An illustration of the steps for excel accounting.

Let’s use our template below to create an example of how to use spreadsheets for accounting. In our template, Centerfield Sporting Goods is using an Excel accounting template to manage its business. The first thing they’ll need to do is create a chart of accounts: 

1. Create a chart of accounts

Screenshot of a chart of accounts in Excel.

The chart of accounts lists every account, assigns it a number, and lists the account’s description. Income will appear first. Centerfield assigns account numbers in the 1000s for income accounts (for example, #1000 for sales revenue). Expense accounts start at 2000 and go up from there. 

Centerfield sells baseball equipment and offers coaching services.
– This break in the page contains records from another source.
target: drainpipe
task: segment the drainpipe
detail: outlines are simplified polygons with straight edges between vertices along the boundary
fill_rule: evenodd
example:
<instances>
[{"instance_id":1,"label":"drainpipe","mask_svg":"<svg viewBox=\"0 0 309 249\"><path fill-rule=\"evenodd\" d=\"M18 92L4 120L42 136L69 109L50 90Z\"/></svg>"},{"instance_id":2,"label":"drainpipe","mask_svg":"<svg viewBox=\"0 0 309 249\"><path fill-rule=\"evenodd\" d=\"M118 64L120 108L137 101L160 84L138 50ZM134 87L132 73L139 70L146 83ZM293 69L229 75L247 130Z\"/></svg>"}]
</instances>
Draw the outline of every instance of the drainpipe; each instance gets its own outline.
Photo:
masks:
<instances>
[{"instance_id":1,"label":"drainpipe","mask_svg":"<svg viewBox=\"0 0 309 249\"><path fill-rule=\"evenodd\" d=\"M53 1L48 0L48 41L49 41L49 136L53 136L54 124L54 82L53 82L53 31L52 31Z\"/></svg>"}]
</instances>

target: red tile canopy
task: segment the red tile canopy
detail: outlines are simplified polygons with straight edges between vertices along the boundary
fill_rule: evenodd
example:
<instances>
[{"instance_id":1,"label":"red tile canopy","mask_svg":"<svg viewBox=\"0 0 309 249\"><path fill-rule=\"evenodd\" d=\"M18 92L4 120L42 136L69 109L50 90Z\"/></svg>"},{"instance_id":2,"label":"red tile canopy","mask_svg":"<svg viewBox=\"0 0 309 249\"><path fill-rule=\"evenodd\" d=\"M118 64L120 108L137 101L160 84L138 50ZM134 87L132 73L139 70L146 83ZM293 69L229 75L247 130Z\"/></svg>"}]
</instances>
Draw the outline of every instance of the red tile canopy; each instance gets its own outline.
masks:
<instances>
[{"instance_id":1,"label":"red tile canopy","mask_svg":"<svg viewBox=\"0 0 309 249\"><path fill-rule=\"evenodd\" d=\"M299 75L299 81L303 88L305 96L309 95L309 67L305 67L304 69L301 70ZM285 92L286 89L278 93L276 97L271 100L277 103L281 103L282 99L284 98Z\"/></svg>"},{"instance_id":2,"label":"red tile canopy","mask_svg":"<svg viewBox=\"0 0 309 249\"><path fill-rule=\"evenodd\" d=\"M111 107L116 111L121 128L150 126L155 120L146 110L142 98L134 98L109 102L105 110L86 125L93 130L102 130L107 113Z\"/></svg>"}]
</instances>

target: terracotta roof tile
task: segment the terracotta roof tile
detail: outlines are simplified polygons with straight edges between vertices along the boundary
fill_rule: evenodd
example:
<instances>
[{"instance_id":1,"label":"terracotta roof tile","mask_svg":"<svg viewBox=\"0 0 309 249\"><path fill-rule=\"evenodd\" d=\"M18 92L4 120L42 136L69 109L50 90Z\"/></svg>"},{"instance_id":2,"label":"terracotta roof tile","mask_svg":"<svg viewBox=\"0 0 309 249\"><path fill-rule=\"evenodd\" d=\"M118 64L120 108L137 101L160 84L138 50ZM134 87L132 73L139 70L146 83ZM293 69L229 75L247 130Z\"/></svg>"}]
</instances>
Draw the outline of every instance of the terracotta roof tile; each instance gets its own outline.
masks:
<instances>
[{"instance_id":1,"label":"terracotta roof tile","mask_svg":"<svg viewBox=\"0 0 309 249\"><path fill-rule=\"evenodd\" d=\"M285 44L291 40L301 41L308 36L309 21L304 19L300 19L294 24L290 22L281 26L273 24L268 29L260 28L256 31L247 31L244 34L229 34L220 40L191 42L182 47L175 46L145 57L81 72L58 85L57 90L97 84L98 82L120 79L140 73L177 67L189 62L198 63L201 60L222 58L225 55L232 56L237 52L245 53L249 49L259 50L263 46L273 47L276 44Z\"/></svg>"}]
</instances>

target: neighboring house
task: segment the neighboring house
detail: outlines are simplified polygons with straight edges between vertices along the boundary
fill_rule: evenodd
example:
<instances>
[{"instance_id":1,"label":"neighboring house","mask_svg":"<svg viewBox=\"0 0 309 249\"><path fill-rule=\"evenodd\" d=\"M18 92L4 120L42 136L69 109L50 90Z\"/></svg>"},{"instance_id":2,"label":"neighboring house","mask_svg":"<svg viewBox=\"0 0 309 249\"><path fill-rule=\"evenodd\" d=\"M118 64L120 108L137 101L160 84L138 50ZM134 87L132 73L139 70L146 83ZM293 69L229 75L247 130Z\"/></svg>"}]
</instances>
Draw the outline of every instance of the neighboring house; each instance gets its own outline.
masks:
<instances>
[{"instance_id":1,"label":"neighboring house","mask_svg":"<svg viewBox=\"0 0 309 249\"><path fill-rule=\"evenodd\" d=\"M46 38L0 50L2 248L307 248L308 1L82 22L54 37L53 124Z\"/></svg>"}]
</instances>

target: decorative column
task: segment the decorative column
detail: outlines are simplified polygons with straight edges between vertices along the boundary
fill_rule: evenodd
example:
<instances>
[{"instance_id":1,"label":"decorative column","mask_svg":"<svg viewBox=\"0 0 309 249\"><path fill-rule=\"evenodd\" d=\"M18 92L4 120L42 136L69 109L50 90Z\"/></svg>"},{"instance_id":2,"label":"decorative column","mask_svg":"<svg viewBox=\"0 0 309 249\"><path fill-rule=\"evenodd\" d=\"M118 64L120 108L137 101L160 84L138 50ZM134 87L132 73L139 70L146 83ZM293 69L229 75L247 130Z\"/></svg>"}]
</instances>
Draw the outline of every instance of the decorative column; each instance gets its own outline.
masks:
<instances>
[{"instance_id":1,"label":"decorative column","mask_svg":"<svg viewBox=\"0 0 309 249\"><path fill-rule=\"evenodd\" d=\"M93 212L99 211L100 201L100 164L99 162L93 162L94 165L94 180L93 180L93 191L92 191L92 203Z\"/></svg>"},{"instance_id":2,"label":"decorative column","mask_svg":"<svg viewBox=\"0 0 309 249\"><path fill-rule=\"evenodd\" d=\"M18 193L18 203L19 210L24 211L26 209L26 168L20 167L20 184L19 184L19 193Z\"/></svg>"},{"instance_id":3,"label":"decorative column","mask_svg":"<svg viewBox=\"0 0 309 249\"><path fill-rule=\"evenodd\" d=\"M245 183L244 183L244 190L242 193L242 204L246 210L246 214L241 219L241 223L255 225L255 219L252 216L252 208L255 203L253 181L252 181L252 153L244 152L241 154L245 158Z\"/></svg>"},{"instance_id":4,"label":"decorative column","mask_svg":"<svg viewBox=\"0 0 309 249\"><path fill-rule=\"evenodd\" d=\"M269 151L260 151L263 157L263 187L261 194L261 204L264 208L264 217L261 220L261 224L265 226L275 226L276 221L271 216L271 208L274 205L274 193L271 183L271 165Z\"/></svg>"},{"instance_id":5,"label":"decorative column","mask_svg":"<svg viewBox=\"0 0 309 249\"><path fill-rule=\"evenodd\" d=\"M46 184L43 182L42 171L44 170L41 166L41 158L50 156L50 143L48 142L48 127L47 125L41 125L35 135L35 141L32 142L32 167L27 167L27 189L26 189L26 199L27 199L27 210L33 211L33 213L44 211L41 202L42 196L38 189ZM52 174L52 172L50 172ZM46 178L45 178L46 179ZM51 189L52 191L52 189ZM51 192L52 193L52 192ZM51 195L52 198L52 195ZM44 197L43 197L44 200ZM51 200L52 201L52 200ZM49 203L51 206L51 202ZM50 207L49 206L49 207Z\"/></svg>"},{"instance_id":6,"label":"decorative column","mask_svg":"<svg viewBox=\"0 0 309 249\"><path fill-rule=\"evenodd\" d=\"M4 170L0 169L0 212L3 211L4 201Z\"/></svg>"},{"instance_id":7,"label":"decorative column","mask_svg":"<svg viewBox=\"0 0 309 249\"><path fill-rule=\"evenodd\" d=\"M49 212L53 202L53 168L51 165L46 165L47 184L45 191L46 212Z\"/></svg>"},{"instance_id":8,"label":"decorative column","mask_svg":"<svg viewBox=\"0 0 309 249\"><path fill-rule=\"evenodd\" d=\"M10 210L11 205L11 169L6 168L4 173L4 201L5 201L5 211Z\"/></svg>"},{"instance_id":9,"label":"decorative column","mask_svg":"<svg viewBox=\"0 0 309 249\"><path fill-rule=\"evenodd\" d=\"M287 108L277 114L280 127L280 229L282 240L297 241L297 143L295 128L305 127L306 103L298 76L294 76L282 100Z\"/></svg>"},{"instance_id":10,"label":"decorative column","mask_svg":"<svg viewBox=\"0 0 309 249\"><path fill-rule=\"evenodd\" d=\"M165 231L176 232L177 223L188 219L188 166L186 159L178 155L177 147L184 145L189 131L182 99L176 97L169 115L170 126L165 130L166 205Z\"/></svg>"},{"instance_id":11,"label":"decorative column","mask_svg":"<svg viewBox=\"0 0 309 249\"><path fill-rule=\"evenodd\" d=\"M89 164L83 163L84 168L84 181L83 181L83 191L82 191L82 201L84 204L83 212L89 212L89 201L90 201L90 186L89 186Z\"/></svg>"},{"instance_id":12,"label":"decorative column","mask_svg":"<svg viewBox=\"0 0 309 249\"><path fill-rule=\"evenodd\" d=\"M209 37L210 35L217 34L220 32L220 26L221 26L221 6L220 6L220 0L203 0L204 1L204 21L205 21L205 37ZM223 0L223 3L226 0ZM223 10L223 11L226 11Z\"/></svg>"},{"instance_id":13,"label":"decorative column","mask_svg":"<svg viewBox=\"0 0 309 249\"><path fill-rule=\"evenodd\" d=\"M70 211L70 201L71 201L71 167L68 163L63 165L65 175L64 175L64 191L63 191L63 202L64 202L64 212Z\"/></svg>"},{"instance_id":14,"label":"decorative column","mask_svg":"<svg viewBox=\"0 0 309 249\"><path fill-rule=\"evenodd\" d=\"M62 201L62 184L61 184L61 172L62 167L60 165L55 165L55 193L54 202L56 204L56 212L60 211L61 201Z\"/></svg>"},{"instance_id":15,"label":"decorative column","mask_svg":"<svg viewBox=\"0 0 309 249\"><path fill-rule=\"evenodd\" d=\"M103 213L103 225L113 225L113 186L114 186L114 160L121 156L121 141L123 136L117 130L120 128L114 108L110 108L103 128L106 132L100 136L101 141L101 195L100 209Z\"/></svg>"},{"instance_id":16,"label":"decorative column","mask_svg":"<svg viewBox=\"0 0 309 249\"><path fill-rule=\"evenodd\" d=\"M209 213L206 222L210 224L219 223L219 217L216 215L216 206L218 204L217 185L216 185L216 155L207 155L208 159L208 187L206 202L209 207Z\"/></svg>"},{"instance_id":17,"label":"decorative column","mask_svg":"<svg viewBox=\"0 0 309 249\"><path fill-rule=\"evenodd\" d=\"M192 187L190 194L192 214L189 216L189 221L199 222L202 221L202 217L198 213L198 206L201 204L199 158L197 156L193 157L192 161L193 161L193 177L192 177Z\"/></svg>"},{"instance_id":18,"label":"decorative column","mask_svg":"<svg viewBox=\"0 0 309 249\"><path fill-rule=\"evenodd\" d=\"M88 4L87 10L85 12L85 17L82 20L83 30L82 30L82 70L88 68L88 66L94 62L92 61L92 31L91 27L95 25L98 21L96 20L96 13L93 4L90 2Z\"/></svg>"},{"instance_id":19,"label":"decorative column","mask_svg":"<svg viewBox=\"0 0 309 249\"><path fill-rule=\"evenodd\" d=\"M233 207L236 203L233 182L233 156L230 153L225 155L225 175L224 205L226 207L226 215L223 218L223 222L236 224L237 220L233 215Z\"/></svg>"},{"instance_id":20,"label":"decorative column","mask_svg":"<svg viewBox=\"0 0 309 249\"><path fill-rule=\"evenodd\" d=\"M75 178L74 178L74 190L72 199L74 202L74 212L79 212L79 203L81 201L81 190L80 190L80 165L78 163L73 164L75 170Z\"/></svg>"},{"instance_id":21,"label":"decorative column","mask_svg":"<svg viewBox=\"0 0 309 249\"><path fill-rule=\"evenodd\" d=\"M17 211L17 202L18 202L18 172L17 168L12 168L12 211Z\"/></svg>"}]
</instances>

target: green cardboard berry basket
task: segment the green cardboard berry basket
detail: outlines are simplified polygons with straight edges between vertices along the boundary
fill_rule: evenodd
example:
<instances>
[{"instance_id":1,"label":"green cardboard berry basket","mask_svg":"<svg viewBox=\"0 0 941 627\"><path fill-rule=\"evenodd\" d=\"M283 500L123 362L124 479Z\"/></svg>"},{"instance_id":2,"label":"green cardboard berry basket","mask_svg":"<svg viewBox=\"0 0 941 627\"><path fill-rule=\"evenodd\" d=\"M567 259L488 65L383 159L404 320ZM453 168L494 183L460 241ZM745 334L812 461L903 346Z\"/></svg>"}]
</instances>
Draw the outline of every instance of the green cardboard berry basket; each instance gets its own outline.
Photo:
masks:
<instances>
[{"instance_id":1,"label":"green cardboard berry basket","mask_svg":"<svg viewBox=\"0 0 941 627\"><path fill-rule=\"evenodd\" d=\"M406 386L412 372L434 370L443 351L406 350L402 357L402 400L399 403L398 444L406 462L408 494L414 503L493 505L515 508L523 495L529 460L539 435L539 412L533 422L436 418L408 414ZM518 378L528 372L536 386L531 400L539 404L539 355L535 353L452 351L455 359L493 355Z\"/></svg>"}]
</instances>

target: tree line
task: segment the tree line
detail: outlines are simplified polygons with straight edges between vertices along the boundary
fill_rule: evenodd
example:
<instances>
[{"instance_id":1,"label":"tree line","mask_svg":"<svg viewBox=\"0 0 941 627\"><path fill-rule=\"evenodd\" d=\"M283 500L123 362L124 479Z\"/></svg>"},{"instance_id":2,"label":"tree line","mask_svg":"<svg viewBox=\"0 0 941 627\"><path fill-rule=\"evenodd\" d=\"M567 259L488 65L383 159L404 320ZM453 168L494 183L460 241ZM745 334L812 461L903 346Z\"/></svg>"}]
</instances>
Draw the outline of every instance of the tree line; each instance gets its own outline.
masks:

They can add, remove, and change accounts as needed. Once you build a chart of accounts in an accounting spreadsheet, the next sheet is where you’ll post journal entries (also referred to as financial transactions). 

2. Post journal entries 

A journal entry is a record of each accounting transaction listed in chronological order. Bookkeepers post transactions using a journal entry. The journal includes a record of the transaction, including the accounts, dollar amounts, and a description of each entry. 

Journal entries document every step of a financial transaction, providing a clear and concise record of every business activity. In the case of single-entry Excel accounting, the journal entries will only include a debit or credit.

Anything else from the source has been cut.